Diario di bordo. Giorno 23.

Se esiste una legge, che sia di ritorno al tempo, e che sia ai sensi umani.

Alla voce “altro” si legge: diverso, differente, nuovo, aggiunto, restante, precedente, seguente, rafforzativo, ottativo, partitivo. Tutto chiaro.

Ho combattuto a lungo la tentazione di usare la parola “diversi” per il titolo. La tentazione era forte, confusa, mi attirava, mi paralizzava, insieme. Ho chiamato ad appello tutti i sogni, compresi quelli violenti, ed anche i sogni di cattivo gusto, compresi gli insostenibili.

Ecco una rapida rassegna di significati balzati dinanzi a me, in pura visione, in elenco di cui mi pregio far osservare.

Non volevamo dire “udibile”

Sembra chiaro, all’inizio delle cose, che per diversi si intenda altri. Ma è pur vero, che la varietà è talmente estesa ed estendibile, che per creare un elenco ragionato, cioè sintetico, occorre appellarsi, almeno, ad un saggio di Umberto Eco: Il ‘Che sauroctono’ e gli Apolli del Malvedere, del 1972. Fu scritto per Bompiani.

“La diversità può affermarsi in vari modi”. Ogni scelta rigorosa obbligherebbe a escludere includere altre cose che saremmo portati a denominare “uguale”. Arriva sempre il momento in cui l’altro va cercato altrove. In ogni caso la negazione trova sempre le sue vie, e alla abilità in cui lo status quo assorbe dialetticamente l’astuzia con cui chi non ci sta pronuncia il suo appello al dissenso.

“Molti uomini poco numeri”

In tempi di caricatura democratica, la diversità diventa necessaria, per cui, nelle cosiddette stratificazioni di costume, diversità diventa dimostrazione – quella che altrimenti viene nominata/classificata come “fondamentale bontà del sistema” – e così il diverso scivola nell’area prodotto, perché utile allo scopo.

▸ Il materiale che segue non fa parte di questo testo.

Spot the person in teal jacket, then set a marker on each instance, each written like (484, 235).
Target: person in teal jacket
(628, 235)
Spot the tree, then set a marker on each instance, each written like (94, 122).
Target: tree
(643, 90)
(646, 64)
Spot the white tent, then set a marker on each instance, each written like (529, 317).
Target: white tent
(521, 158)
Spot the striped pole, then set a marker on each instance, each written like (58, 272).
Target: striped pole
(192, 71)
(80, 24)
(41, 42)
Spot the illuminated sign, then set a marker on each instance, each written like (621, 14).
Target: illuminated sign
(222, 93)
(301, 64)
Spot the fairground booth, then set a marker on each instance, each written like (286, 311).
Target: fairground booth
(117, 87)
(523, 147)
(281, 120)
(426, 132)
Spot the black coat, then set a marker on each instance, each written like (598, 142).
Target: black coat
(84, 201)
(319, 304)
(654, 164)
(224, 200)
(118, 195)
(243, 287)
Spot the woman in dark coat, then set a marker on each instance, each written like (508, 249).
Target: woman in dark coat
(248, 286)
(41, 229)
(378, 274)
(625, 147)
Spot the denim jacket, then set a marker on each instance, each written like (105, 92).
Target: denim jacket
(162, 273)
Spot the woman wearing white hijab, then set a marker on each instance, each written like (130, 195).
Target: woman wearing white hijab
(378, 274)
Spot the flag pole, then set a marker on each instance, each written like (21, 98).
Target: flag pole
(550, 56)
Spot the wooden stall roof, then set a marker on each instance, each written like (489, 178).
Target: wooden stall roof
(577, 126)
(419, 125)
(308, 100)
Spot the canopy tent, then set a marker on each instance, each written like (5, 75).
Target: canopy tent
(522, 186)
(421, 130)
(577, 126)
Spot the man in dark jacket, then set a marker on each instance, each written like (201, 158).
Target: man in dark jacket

Tributo urbinate o petit enfant con telefono mobile (a scelta): “Ehi bella gente! C’è il macello!” Coro: “Sì, ma c’è la grande adunata con la “A” maiuscola!”.

Non verranno costruiti punti fermi. Vivremo l’ideale semplicemente nel suo spazio tempo. E assomiglierà proprio ad Urbino.

“Scusateci se siamo ossessionati dal restare disuguali”

Una boccata d’aria? Vi manca il respiro? C’era una volta, le migliori storie iniziano così, un’avanguardia trasversale che, nel mese della dea Maya decise di consacrare alla Luna di maggio le note al Mito per restituire ad esso la sua contemporaneità.

Versi e poetici contrasti a colloquio con le opere d’arte illuminate dalle note d’esistenza e resistenza per non fermarsi – mai – alle apparenze, luci, muri e verde lo scenario naturale della città sospesa per eccellenza, regno incontrastato dei linguaggi sperimentali e visionari di ogni epoca della bellezza, proprio quella che salverà, ma non il mondo, l’uomo da se stesso. Il rovesciamento perfetto svela e rivela, sussurra il nascondiglio della chiave che illumina strade dalle curve già raddrizzate a volte perse dalla svista.

“‘Alethéia” al chiar di Luna piena, nobile nobiltà immaginata, che se poco poco ricorda qualcosa, è l’argomento indiscusso di cui si sussurrerà tra i vicoli sali-scendi della città murata.

E, se ad udire tutto si riuscisse, magari anche dei fantasmi dei savi mormoranti tra le note della musica delle foglie degli alberi, si possa udire Achille, ma anche Zola ripetere come Eco: “Eroi accorriate se Poesia voglia, s'il-vous-plaît, voire la verité et la dire.” E, se si auspicasse di quadri parlanti, che si narri di gesta che non si annebbino, privi di nostalgie dei nuovi e vecchi signori di Urbino, siano di musica armonica, e se fosse sperimentale e d’avanguardia, non sarà certamente di sottofondo. (Messaggio molto poco subliminale).

Canzone consigliata: Fabrizio De Andrè, Fiume Sand Creek.